Selon le discours dominant, le choix de la solidarité, en renchérissant le coût du travail, découragerait l’embauche.
La solidarité , dans une société où règne un chômage de masse persistant, revient très cher. Cette constatation, pour évidente qu’elle soit, révèle de façon explicite les deux voies qui peuvent être empruntées pour réduire ce coût. La première suppose que la société devienne moins solidaire, la seconde qu’elle ne s’accommode plus d’un niveau durablement élevé de chômage. Il faudrait donc, pour faire des économies, soit se débarrasser de la solidarité, soit vaincre le chômage.

La seconde voie semble apparemment impraticable - on aurait tout essayé pour l’emprunter -, si bien que seule la première paraît accessible. Elle serait de surcroît la plus productive. Le discours dominant affirme, en effet, qu’il existerait une relation entre solidarité et chômage, telle qu’une réduction de la première permettrait le retour au plein emploi. Car le choix de la solidarité, en renchérissant le coût du travail, découragerait l’embauche. Parce qu’il réduit le salaire net, il affaiblirait du même coup l’incitation au passage de l’inactivité à l’activité.

Il ne fait aucun doute que cette grille de lecture était présente à l’esprit des partenaires sociaux lorsqu’ils sont parvenus à l’accord sur l’indemnisation du chômage, dont l’un des effets fut de réduire la durée des périodes d’indemnisation et donc d’accroître de façon importante le nombre de chômeurs en fin de droits dès janvier 2004. Malgré cette conséquence franchement négative, pour ne pas dire laide, sur une catégorie de la population déjà fragilisée, les partenaires sociaux ont dû consentir à une (légère) augmentation des cotisations chômage pour éviter une dégradation encore plus importante du système d’indemnisation.

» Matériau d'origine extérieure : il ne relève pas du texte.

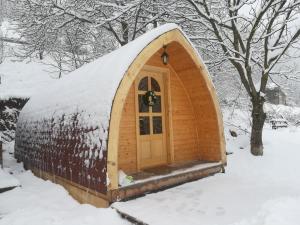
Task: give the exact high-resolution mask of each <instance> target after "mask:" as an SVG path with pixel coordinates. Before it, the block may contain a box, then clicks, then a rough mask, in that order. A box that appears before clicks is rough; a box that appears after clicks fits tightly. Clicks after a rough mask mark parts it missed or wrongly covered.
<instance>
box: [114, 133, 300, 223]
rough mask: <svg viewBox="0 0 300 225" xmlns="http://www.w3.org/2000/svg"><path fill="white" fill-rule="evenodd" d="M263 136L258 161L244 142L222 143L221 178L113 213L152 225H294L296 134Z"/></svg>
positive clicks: (296, 210)
mask: <svg viewBox="0 0 300 225" xmlns="http://www.w3.org/2000/svg"><path fill="white" fill-rule="evenodd" d="M264 134H265V135H264V140H265V155H264V156H263V157H253V156H251V155H250V153H249V146H248V139H247V138H246V136H243V137H240V138H238V139H236V140H233V139H231V140H228V143H227V150H228V151H232V152H234V154H232V155H229V156H228V166H227V168H226V174H218V175H215V176H213V177H209V178H206V179H202V180H199V181H196V182H192V183H188V184H185V185H181V186H178V187H175V188H172V189H169V190H166V191H163V192H159V193H155V194H149V195H147V196H146V197H143V198H139V199H136V200H133V201H129V202H124V203H115V204H114V207H116V208H118V209H120V210H121V211H124V212H126V213H129V214H131V215H135V216H136V217H137V218H139V219H141V220H143V221H144V222H146V223H149V224H153V225H154V224H158V225H163V224H172V225H176V224H178V225H182V224H189V225H192V224H205V225H217V224H222V225H227V224H235V225H238V224H239V225H292V224H293V225H299V224H300V220H299V215H300V179H299V178H300V170H299V159H300V151H299V149H300V148H299V147H300V130H299V129H298V130H296V129H282V130H278V131H273V130H270V129H269V128H266V129H265V133H264ZM240 147H242V148H243V149H240Z"/></svg>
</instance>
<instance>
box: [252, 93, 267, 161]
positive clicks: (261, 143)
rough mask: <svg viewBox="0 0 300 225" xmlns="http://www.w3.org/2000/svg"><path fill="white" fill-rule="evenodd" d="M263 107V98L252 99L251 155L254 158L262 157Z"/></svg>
mask: <svg viewBox="0 0 300 225" xmlns="http://www.w3.org/2000/svg"><path fill="white" fill-rule="evenodd" d="M263 106H264V98H263V97H260V96H259V97H258V98H255V99H252V107H253V108H252V130H251V153H252V154H253V155H255V156H261V155H263V148H264V147H263V142H262V131H263V127H264V123H265V120H266V113H265V112H264V108H263Z"/></svg>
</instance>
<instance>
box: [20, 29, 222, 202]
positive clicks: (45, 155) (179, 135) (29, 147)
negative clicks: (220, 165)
mask: <svg viewBox="0 0 300 225" xmlns="http://www.w3.org/2000/svg"><path fill="white" fill-rule="evenodd" d="M163 46H166V51H167V53H168V55H169V62H168V64H167V65H165V64H163V63H162V60H161V55H162V53H163V51H164V48H163ZM112 66H114V65H112ZM142 79H144V83H145V84H146V86H147V87H145V88H144V89H143V88H140V86H139V84H140V83H141V81H142ZM153 82H154V83H153ZM152 83H153V84H152ZM152 85H156V86H157V87H158V89H157V90H156V95H157V96H158V98H159V104H160V105H159V107H158V108H156V109H154V106H148V108H147V107H146V108H145V106H144V109H141V107H142V106H141V104H143V103H141V100H140V99H141V97H142V96H143V95H144V94H145V93H146V92H147V91H148V90H151V89H153V86H152ZM154 92H155V91H154ZM157 96H156V97H157ZM155 104H157V103H155ZM41 123H43V124H42V125H41ZM80 124H84V123H82V121H77V117H76V114H74V115H73V117H70V118H68V119H66V118H63V117H60V118H59V119H53V118H52V119H51V118H50V119H48V120H43V121H42V122H35V121H32V122H31V123H28V121H27V122H23V123H20V124H18V128H17V133H16V157H17V158H18V159H19V160H22V161H24V162H25V164H26V166H27V167H29V168H31V169H33V171H35V172H36V174H38V175H39V176H42V177H44V178H49V179H52V180H54V181H55V182H58V183H61V184H63V185H64V186H65V187H66V188H67V189H68V190H69V191H70V193H71V194H72V195H73V196H74V197H75V198H77V199H79V200H80V201H81V202H89V203H92V204H94V205H97V206H105V205H106V204H108V203H109V202H112V201H114V199H118V194H119V192H118V190H119V189H120V186H119V183H118V171H119V170H123V171H124V172H125V173H127V174H135V173H138V172H140V171H142V170H143V169H145V168H153V167H157V166H162V165H173V164H184V163H188V162H192V161H199V162H219V163H220V165H224V164H226V156H225V142H224V134H223V122H222V115H221V112H220V108H219V104H218V100H217V96H216V92H215V90H214V87H213V84H212V83H211V80H210V79H209V75H208V72H207V70H206V67H205V65H204V64H203V62H202V61H201V59H200V57H199V55H198V54H197V52H196V51H195V49H194V48H193V47H192V45H191V44H190V42H189V40H188V39H187V38H186V37H185V35H184V34H183V33H182V31H181V30H180V29H177V28H175V29H170V30H167V31H166V32H164V33H162V34H160V35H159V36H157V37H156V38H154V39H153V40H152V41H151V42H150V43H149V44H147V45H146V46H144V48H143V50H142V51H141V52H139V54H138V55H137V57H136V58H135V59H134V60H133V61H132V62H131V63H130V66H129V68H128V69H127V70H126V72H125V73H124V74H123V78H122V79H121V81H120V83H119V86H118V88H117V90H116V92H115V96H114V99H113V100H112V106H111V112H110V119H109V122H108V127H103V126H102V127H101V129H102V130H101V132H102V133H105V132H106V133H107V132H108V137H107V139H106V140H101V142H100V143H101V144H99V143H98V145H96V144H95V145H93V144H92V143H90V144H86V143H85V142H87V141H89V142H91V141H92V140H88V137H86V133H88V132H93V129H94V130H96V129H99V127H100V125H99V124H94V125H89V127H85V128H84V127H82V126H79V125H80ZM38 127H43V129H42V130H41V129H39V128H38ZM54 127H57V129H53V128H54ZM74 127H75V128H76V129H74ZM88 129H89V130H88ZM53 130H55V132H54V131H53ZM37 139H39V140H40V141H37ZM99 145H101V146H99ZM102 145H103V146H104V147H103V148H105V151H100V150H99V149H101V148H102ZM91 146H93V147H91ZM53 152H55V154H53ZM71 153H72V154H71ZM80 154H82V155H85V154H87V156H88V157H86V158H84V157H83V158H79V157H78V156H79V155H80ZM89 154H90V155H92V156H94V155H97V157H90V155H89ZM100 154H101V158H100V156H98V155H100ZM50 159H51V160H50ZM91 159H92V160H91ZM40 162H42V163H40ZM85 163H87V164H88V165H89V166H88V167H84V166H83V164H85ZM54 164H55V165H54ZM91 165H92V166H91ZM59 168H64V169H59ZM70 171H71V173H70ZM216 171H217V170H216ZM216 171H215V170H214V172H216ZM218 171H219V170H218ZM76 174H77V175H76ZM78 174H80V176H78ZM208 174H209V173H208ZM208 174H207V175H208ZM107 179H108V180H107ZM182 182H184V181H183V180H182V181H181V183H182ZM171 183H172V185H174V184H176V179H173V181H172V182H171ZM150 189H151V188H150ZM86 190H88V192H86ZM147 190H148V189H147ZM86 193H88V194H86ZM113 195H116V196H117V197H115V196H113ZM133 195H134V194H133ZM83 196H84V197H83ZM112 196H113V197H112ZM99 199H104V202H105V203H103V202H101V203H100V202H99V201H100V200H99ZM97 201H98V202H97Z"/></svg>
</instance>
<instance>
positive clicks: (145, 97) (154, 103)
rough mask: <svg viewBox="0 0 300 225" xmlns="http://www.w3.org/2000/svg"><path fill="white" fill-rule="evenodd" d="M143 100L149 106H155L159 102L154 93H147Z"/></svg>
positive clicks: (147, 91) (144, 102)
mask: <svg viewBox="0 0 300 225" xmlns="http://www.w3.org/2000/svg"><path fill="white" fill-rule="evenodd" d="M143 99H144V103H145V104H146V105H147V106H154V105H155V103H156V101H157V96H156V94H155V92H154V91H147V92H146V94H145V95H144V96H143Z"/></svg>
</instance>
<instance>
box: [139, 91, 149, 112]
mask: <svg viewBox="0 0 300 225" xmlns="http://www.w3.org/2000/svg"><path fill="white" fill-rule="evenodd" d="M139 112H149V106H148V105H146V104H145V101H144V95H139Z"/></svg>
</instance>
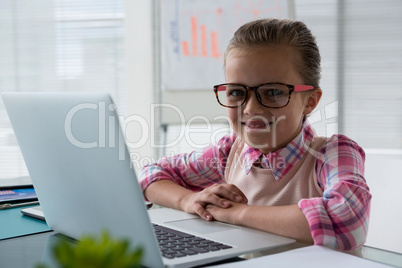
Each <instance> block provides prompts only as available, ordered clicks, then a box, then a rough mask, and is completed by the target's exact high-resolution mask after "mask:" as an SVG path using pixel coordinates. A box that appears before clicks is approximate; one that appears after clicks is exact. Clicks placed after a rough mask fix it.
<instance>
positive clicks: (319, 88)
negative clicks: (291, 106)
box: [303, 88, 322, 115]
mask: <svg viewBox="0 0 402 268" xmlns="http://www.w3.org/2000/svg"><path fill="white" fill-rule="evenodd" d="M321 96H322V91H321V88H316V89H314V90H313V91H312V92H311V93H309V94H308V95H307V96H306V97H307V101H306V104H305V106H304V111H303V114H305V115H308V114H310V113H311V112H312V111H313V110H314V109H315V107H317V105H318V102H319V101H320V99H321Z"/></svg>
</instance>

On perd finalement sur les deux tableaux - le coût du travail augmente, et les conditions de vie des chômeurs deviennent encore plus difficiles.

L’exigence d’équilibre à court ou à moyen terme des comptes de l’Unedic est particulièrement illogique, puisqu’elle revient soit à réduire l’indemnisation du chômage, soit à renchérir le coût du travail, lorsque le chômage augmente. Quel sens cela a-t-il de concevoir un régime d’indemnisation du chômage conditionnel au niveau du chômage lui-même, d’autant plus généreux que le risque de chômage est faible et d’autant moins qu’il est élevé ? Peut-on imaginer meilleure façon d’accroître l’incertitude, de compliquer la vie des personnes en brouillant leurs repères ? C’est que l’on espère ainsi que les chômeurs, travaillés par l’anxiété de se retrouver sans ressources ou presque, mettront davantage d’ardeur dans leur recherche d’emploi, comme on espère que les salariés mettront davantage d’ardeur au travail si la réforme de leur statut rend leur condition plus précaire.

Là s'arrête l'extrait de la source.